In this action to recover damages for alleged sexual harassment discrimination, plaintiff AMMY VENTURA (“plaintiff”) moves, pursuant to CPLR § 3215, for the entry of a default judgment against defendant WIDLER LUCAS (“defendant”). Plaintiff alleges that defendant sexually harassed plaintiff in a quidpro quo manner, and then sexually assaulted her in his office when he forced her to perform oral sex on him without her consent. Notably, the City of New York is no longer a party in this action following the submission of a fully executed Stipulation of Discontinuance (NYSCEF Doc. No. 40).

CPLR § 3215 (a) provides, in pertinent part, that when “a defendant has failed to appear, plead or proceed to trial … the plaintiff may seek a default judgment against him [or her].” To establish his or her entitlement to a default judgment, the movant must demonstrate proof of service of the summons and complaint, proof of the facts constituting the claim and proof of the default. (see PV Holding Corp. v AB Quality Health Supply Corp., 189 AD3d 645,646 [1st Dept 2020]; Gantt vNorth Shore-LIJHealth Sys., 140 AD3d 418, 418 [1st Dept 2016].) It is well settled that CPLR § 3215 “does not contemplate that default judgments are to be rubber-stamped once jurisdiction and a failure to appear have been shown. Some proof of liability is also required to satisfy the court as to the prima facie validity of the uncontested cause of action” (Guzelli v City of New York, 32 AD3d 234, 235 [1st Dept 2006] [McGuire, J., concurring], quoting Joosten v Gale, 129 AD2d 531, 535 [1st Dept 1987]).

Here, plaintiff submitted sufficient proof to demonstrate that defendant was served with the complaint on April 14, 2023 through the New York City Police Department Legal Bureau, who was authorized to accept service on plaintiff’s behalf. Moreover, plaintiff complied with the additional mailing requirements set forth in CPLR § 3215(g)(3)(i). In addition, further notice was provided by mailing a copy of the default motion to defendant’s criminal attorney, John Arlia, Esq. As such, defendant was originally properly served, and was also served repeatedly of plaintiff’s various filings in this case. At every turn, defendant has failed to appear in this matter and answer the allegations levied against him.
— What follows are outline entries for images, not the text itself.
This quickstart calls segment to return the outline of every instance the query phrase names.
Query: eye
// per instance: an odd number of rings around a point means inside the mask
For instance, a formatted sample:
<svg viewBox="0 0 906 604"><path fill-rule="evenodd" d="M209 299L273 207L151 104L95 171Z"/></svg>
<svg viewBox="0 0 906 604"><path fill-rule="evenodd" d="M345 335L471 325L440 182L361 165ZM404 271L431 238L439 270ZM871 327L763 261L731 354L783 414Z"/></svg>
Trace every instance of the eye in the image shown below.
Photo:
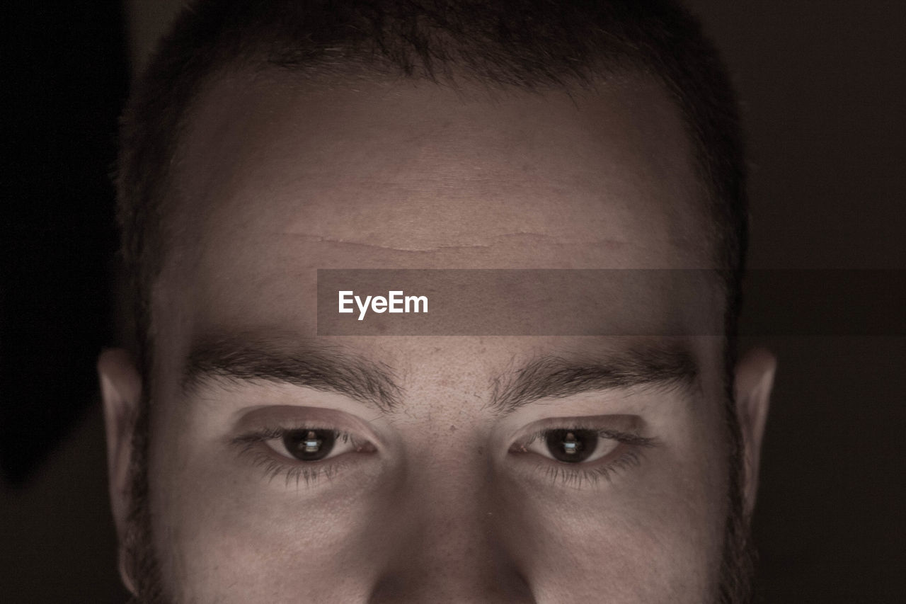
<svg viewBox="0 0 906 604"><path fill-rule="evenodd" d="M564 463L581 463L597 461L619 446L619 440L602 436L595 430L563 428L544 430L519 450Z"/></svg>
<svg viewBox="0 0 906 604"><path fill-rule="evenodd" d="M347 433L321 428L285 430L266 443L275 453L300 462L321 462L345 453L365 453L369 448Z"/></svg>

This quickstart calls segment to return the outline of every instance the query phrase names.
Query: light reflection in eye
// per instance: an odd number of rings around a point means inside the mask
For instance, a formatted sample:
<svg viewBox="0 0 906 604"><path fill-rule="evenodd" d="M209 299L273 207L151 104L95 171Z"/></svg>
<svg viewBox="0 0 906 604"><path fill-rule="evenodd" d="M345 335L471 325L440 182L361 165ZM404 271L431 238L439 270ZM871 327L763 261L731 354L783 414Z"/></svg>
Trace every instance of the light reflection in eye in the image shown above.
<svg viewBox="0 0 906 604"><path fill-rule="evenodd" d="M602 428L602 421L627 424L632 431ZM657 444L656 439L637 433L639 418L562 418L542 424L545 427L514 443L509 453L534 459L535 472L555 483L571 486L594 483L602 478L609 481L618 470L637 466L644 449Z"/></svg>
<svg viewBox="0 0 906 604"><path fill-rule="evenodd" d="M373 444L350 433L304 426L272 428L234 439L243 455L264 468L268 480L285 477L287 486L304 482L311 486L320 478L333 478L356 453L376 452Z"/></svg>

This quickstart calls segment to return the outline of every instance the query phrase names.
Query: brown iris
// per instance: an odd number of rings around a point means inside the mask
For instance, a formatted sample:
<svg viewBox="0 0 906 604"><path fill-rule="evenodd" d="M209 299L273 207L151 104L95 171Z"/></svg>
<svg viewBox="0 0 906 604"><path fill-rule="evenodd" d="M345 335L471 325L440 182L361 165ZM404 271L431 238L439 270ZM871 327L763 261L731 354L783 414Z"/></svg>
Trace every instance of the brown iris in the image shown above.
<svg viewBox="0 0 906 604"><path fill-rule="evenodd" d="M330 454L336 434L333 430L293 430L284 434L283 442L293 457L303 462L318 462Z"/></svg>
<svg viewBox="0 0 906 604"><path fill-rule="evenodd" d="M584 462L598 445L598 434L592 430L548 430L545 443L554 459L567 463Z"/></svg>

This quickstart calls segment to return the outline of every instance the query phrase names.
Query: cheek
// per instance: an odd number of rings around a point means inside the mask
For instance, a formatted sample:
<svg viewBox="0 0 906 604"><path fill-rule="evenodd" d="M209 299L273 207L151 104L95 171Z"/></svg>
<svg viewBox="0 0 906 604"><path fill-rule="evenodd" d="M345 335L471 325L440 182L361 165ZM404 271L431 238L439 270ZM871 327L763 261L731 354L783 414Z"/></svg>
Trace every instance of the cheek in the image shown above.
<svg viewBox="0 0 906 604"><path fill-rule="evenodd" d="M388 500L385 487L367 476L287 487L211 451L176 444L152 474L157 551L179 601L298 601L306 592L362 601L381 558L369 519Z"/></svg>
<svg viewBox="0 0 906 604"><path fill-rule="evenodd" d="M728 514L722 447L682 443L647 452L631 474L600 490L545 495L514 485L521 505L509 506L520 510L510 539L532 552L524 563L539 601L563 601L564 594L584 601L602 601L602 594L608 602L711 601Z"/></svg>

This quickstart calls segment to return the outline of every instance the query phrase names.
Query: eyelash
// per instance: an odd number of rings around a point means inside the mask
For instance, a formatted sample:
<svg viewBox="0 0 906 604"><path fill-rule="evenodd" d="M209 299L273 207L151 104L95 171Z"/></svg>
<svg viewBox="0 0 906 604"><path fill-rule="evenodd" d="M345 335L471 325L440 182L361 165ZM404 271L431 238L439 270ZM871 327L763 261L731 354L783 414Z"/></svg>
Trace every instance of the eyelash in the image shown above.
<svg viewBox="0 0 906 604"><path fill-rule="evenodd" d="M553 430L567 429L565 427L547 427L532 434L526 440L521 441L517 444L525 447L536 440L546 438L547 434ZM593 485L598 483L602 479L611 482L613 475L620 472L637 467L643 459L643 449L655 446L656 439L640 436L631 433L616 432L608 429L594 428L583 425L582 423L570 424L568 429L588 430L594 432L598 437L615 440L621 445L627 445L625 451L616 459L607 463L595 464L576 463L567 464L552 460L545 460L536 464L536 470L545 474L552 482L558 482L564 486L574 486L579 488L583 482L591 482ZM300 482L304 482L306 487L313 486L322 478L331 480L346 465L343 461L333 461L328 459L319 462L299 462L294 463L289 458L280 455L265 444L267 441L283 438L286 434L299 430L322 430L333 433L337 441L343 443L351 442L353 445L358 445L359 441L347 432L334 430L332 428L321 428L314 425L304 425L293 428L267 428L259 432L244 434L233 440L234 444L240 447L240 454L248 456L254 466L262 468L268 482L283 475L285 485L288 487L294 482L298 488ZM264 447L266 447L265 451ZM276 459L280 455L283 459ZM339 455L342 458L343 455ZM582 467L588 465L590 467Z"/></svg>
<svg viewBox="0 0 906 604"><path fill-rule="evenodd" d="M265 476L271 482L275 478L284 475L286 486L294 482L298 488L300 481L304 481L305 486L314 485L321 478L332 479L340 472L346 463L342 461L334 461L332 458L318 462L298 462L293 461L273 451L265 443L267 441L283 438L291 432L299 430L319 430L323 432L333 432L333 437L337 441L352 443L357 445L359 441L352 434L341 430L333 428L321 428L315 425L304 425L293 428L267 428L259 432L244 434L233 440L233 443L239 446L239 454L248 456L252 464L262 468ZM266 447L266 451L265 450ZM281 460L276 459L280 455ZM342 458L343 455L338 455Z"/></svg>
<svg viewBox="0 0 906 604"><path fill-rule="evenodd" d="M545 439L548 433L554 430L588 430L595 433L599 438L617 441L620 445L630 447L619 457L606 463L563 463L553 460L545 460L535 464L536 470L545 474L552 482L560 482L564 486L574 486L579 488L583 482L597 484L601 480L610 482L613 480L615 473L637 467L644 458L644 449L657 445L657 440L645 436L640 436L632 433L617 432L606 428L595 428L590 425L583 425L582 423L573 423L568 426L546 427L531 434L526 440L518 443L522 447L525 447L536 440ZM583 467L587 465L589 467Z"/></svg>

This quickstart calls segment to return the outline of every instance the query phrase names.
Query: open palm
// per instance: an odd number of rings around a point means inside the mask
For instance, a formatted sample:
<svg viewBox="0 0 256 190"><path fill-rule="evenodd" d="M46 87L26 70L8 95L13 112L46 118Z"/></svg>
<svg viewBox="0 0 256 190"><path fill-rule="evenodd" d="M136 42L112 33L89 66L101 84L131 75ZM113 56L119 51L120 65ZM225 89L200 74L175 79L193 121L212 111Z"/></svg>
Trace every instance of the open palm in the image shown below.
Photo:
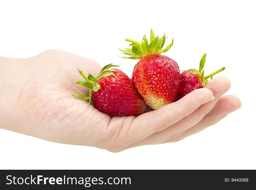
<svg viewBox="0 0 256 190"><path fill-rule="evenodd" d="M222 96L230 83L221 77L158 110L137 117L111 118L71 95L88 92L74 84L81 79L77 68L97 75L101 69L98 64L57 50L22 61L29 74L14 100L19 127L9 129L52 142L114 152L174 142L214 124L241 106L236 97Z"/></svg>

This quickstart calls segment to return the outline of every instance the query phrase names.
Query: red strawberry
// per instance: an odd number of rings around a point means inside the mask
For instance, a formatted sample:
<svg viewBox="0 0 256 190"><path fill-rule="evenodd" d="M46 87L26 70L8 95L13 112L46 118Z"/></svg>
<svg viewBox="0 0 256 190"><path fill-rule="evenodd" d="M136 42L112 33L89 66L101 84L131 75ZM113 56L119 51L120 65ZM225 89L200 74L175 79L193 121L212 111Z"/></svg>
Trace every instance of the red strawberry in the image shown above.
<svg viewBox="0 0 256 190"><path fill-rule="evenodd" d="M162 50L165 42L165 35L161 38L155 37L152 30L150 43L144 36L141 44L130 39L131 48L119 49L124 53L131 56L122 57L132 59L140 59L133 70L132 79L138 91L146 103L154 109L173 101L179 84L179 69L177 62L160 54L168 50L172 43Z"/></svg>
<svg viewBox="0 0 256 190"><path fill-rule="evenodd" d="M201 58L199 70L195 69L189 69L180 73L179 89L175 101L179 100L196 89L203 88L208 82L208 79L211 79L214 75L225 68L225 67L223 67L214 73L204 76L204 70L203 70L202 72L201 71L204 66L206 56L206 53Z"/></svg>
<svg viewBox="0 0 256 190"><path fill-rule="evenodd" d="M94 106L111 116L138 115L143 113L146 105L132 82L125 74L112 64L105 66L96 78L89 73L86 77L78 70L86 81L76 84L91 89L89 96L84 94L72 95L89 102L92 100Z"/></svg>

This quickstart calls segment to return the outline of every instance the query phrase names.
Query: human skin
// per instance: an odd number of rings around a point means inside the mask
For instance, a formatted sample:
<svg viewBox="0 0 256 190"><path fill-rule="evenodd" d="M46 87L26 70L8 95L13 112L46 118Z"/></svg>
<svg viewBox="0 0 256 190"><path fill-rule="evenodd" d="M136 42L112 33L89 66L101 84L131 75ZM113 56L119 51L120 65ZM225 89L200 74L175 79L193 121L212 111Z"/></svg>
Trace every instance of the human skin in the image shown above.
<svg viewBox="0 0 256 190"><path fill-rule="evenodd" d="M177 141L215 124L241 105L236 96L223 96L231 84L219 77L157 110L137 117L111 117L71 95L88 92L74 84L81 79L77 67L95 75L102 68L88 58L58 50L26 59L0 57L0 128L116 152Z"/></svg>

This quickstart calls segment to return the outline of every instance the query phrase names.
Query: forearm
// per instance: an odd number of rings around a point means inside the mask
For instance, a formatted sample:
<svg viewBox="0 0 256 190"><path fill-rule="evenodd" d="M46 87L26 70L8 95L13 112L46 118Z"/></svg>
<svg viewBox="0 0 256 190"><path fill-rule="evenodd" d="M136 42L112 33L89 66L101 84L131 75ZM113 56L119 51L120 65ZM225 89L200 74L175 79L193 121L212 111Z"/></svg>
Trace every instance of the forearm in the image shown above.
<svg viewBox="0 0 256 190"><path fill-rule="evenodd" d="M27 59L0 57L0 128L12 130L16 126L17 102L27 80Z"/></svg>

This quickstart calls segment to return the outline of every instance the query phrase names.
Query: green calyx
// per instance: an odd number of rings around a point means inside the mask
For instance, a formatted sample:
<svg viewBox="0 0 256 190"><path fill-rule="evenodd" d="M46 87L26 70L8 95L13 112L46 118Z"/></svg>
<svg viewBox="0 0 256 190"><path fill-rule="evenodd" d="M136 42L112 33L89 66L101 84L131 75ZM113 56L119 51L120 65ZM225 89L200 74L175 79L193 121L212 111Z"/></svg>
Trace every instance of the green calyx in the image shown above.
<svg viewBox="0 0 256 190"><path fill-rule="evenodd" d="M79 73L85 79L85 81L78 81L76 83L76 84L82 85L90 88L90 90L89 92L88 96L86 96L85 94L72 94L72 95L82 100L85 100L86 102L88 102L88 105L89 106L92 102L93 91L97 92L100 88L100 86L97 82L99 79L102 78L108 77L111 75L117 78L116 76L113 72L113 71L116 71L113 69L110 68L111 67L119 67L119 66L120 66L113 65L112 63L107 65L103 67L96 78L90 73L88 74L88 76L87 77L83 73L83 71L79 70L78 68L77 70L79 71Z"/></svg>
<svg viewBox="0 0 256 190"><path fill-rule="evenodd" d="M212 77L214 75L226 69L226 68L225 67L222 67L222 68L218 70L217 70L215 72L214 72L209 75L205 76L204 75L205 70L203 70L203 69L204 68L204 67L205 66L206 57L206 53L203 55L203 57L201 58L199 70L197 70L195 69L189 69L187 70L192 74L197 74L200 76L200 77L202 80L202 86L203 87L205 86L205 85L208 83L208 82L209 82L208 79L210 78L211 79L212 79Z"/></svg>
<svg viewBox="0 0 256 190"><path fill-rule="evenodd" d="M166 37L164 33L163 33L163 36L161 38L159 38L158 36L155 37L155 34L151 29L150 43L149 44L148 41L146 38L146 35L145 35L143 36L141 43L127 38L125 41L131 43L129 46L131 46L131 48L125 48L125 50L118 49L125 54L131 56L130 57L121 57L137 59L150 54L160 54L167 52L173 44L173 38L172 43L165 49L162 49L165 42L165 40L167 38Z"/></svg>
Likewise, upon this court’s review of pleadings and documents provided in support of the motion, plaintiff has sufficiently shown that defendant is in default, as his answering papers were due on or before Monday May 15, 2023, and that defendant has no justifiable excuse for not answering. Moreover, defendant has presented no meritorious defense to this action.

Accordingly, the court concluded that “[a]s plaintiff has sufficiently shown that defendant was served, and has provided proof of the facts constituting plaintiff’s claim and defendant’s proof of default, the motion is granted.”